One of the noticeable advantages that make life so much better in developed countries is their very efficient public transportation system. I went to Europe last week for work and a few days of leisure, and it gave me the opportunity to travel within and between some of its cities through trains, trams, and buses. And what an experience it was that elicited both envy and rumination on why our leaders have not embarked on having the same kind of transportation convenience for our country.
With the many conferences and meetings they attend abroad, our leaders should notice the efficient public transport network enjoyed by first world countries. Why then is there no effort, or even just an expression of yearning, to have the same kind of public convenience for our country?
In particular, the extensive city trams of Europe are an eye-opener. The tram tracks are imbedded on normal roads, so they don’t obstruct road access by cars, and they’re not as expensive to construct like our elevated Light Rail Transit and Manila Metro Rail Transit System lines. Their trains, trams, and buses have stations that complement each other, allowing an easy transfer from one to the other. These European public transports run and stop at every station even with few or no passengers, enabling each transport vehicle to arrive in and depart from every station on exact schedule.
One key difference in our country’s third world concept of public transport is that we view our trains and buses as business ventures that should churn out profits and not be subsidized by taxes. In first world countries, the business viability of their trains, trams, and buses is apparently not an issue. They’re not shy to subsidize their public transport with tax money because they’re treated and operated as public service.
What our country considers as public service are the construction and maintenance of our roads. We spend so much taxpayer’s money expanding our roads into four- or eight-lane highways and constructing bypass roads around our towns and cities. We incur so much public debt or enslave our people to big businesses which build expressways. We allocate so much of our yearly budget for road repairs.
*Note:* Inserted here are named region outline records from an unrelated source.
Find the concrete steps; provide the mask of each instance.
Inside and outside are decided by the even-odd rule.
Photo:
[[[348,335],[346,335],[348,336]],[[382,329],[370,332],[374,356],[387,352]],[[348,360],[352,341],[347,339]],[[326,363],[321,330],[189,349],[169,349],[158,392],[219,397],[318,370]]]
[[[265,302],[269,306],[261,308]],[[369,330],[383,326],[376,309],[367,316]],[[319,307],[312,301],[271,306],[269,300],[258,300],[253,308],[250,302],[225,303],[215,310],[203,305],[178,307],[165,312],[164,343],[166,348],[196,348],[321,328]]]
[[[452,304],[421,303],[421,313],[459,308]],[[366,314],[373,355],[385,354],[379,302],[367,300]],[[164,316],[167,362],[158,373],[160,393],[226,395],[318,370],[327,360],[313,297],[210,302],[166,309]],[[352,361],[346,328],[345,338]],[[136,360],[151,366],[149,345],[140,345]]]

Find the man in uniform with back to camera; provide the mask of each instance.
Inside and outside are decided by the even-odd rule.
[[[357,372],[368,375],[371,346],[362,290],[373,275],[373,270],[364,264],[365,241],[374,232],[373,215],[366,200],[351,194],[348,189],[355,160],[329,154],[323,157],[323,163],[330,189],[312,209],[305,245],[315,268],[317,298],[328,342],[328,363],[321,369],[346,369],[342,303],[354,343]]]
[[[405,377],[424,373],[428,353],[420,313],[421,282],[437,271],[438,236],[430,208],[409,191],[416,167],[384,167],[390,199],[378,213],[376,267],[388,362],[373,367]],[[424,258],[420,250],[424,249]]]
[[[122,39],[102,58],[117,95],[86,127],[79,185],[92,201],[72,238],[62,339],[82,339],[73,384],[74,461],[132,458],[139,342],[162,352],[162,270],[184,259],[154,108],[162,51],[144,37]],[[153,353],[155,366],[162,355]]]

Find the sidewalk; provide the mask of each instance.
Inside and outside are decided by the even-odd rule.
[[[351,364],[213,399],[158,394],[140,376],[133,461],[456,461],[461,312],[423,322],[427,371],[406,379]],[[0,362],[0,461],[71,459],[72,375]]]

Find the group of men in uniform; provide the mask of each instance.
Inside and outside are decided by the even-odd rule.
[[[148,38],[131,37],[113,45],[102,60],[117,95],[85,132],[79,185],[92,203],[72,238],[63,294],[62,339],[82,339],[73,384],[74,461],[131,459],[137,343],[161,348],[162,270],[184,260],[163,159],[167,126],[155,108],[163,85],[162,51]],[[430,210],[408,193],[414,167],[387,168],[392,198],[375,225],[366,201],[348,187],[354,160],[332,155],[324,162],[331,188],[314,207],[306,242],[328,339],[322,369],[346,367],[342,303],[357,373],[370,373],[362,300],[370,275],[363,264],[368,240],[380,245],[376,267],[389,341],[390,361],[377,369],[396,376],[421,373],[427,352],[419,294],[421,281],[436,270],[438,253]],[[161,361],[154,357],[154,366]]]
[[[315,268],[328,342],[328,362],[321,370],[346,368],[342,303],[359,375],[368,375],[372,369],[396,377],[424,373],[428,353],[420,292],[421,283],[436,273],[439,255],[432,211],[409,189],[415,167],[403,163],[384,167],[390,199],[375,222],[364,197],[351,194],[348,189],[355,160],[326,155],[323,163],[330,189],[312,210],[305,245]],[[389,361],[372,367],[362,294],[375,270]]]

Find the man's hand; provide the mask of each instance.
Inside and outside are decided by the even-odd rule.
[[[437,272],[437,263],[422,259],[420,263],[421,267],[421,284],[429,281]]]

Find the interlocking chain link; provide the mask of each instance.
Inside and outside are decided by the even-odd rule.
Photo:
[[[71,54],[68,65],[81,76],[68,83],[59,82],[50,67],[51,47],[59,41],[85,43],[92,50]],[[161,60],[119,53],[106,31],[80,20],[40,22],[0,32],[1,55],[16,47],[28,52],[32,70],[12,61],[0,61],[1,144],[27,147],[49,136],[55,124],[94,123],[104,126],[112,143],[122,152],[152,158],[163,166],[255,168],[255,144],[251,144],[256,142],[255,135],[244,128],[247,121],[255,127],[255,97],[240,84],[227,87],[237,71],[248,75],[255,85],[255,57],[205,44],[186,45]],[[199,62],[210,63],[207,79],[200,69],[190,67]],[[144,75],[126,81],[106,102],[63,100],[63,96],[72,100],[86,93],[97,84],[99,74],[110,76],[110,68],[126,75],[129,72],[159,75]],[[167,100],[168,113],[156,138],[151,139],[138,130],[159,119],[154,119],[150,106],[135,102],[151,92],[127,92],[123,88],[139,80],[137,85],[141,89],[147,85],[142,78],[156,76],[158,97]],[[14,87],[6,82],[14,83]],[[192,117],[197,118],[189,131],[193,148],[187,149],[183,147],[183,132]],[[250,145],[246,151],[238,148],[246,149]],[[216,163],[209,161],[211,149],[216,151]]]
But our roads are principally utilized by private vehicles which are the means of transport of the rich. Public transport vehicles are minority users of our roads. Essentially, therefore, our country’s transportation policy fully subsidizes with taxpayer’s money the private transportation of the wealthy. By having a road-centric transportation policy, we have the poor subsidizing the rich.
We are squandering public funds to subsidize the rich by continuously expanding our roads and by building expressways. Instead, we must subsidize the poor by expanding the kind of transport that makes minimal use of our roads. We should build a network of trains that connect our provinces and towns, and trams and buses that operate within our cities and big towns.
It’s true that it will take gazillion pesos to build a network of trains, trams, and public buses all over our country. But we should shift our policy toward this direction, and stop squandering public money on endless road expansions that require expensive and corruption-prone yearly repairs. We should start devoting public funds by constructing, segment by segment, a public transport system that has proven effective in developed countries.
First, the national government should create a master plan of a train-tram-bus network for the entire country. Second, our government should implement the master plan, phase by phase, by either contracting debt to finance each project segment, or by engaging businesspersons in build-operate-transfer or public-private partnership (PPP) ventures. Third, provinces and cities should be allowed to take on the construction of the transport segment within their territorial jurisdiction, with national government supervision. Our local government units can do so by availing of any of the financing schemes resorted to by the national government.
Trains can transport not only passengers, but all sorts of cargo all over the country. Our train tracks should have lines that connect to our seaports in order to enable the cheap transport of our products to our piers where they can then be loaded on vessels for export abroad. In a recent meeting I had with a client who supplies Vietnamese products in our country, he lamented that our products are pricey because they’re expensively transported by trucks. In contrast, Vietnam and Thailand transport their products via cargo trains that can go all the way to their seaports.
An extensive public transportation system consisting of a network of trains, trams, and buses will go a long way in solving our problems on traffic, pollution, expensive cargo transport, and corruption-laden road constructions. Trains are the proven way to go.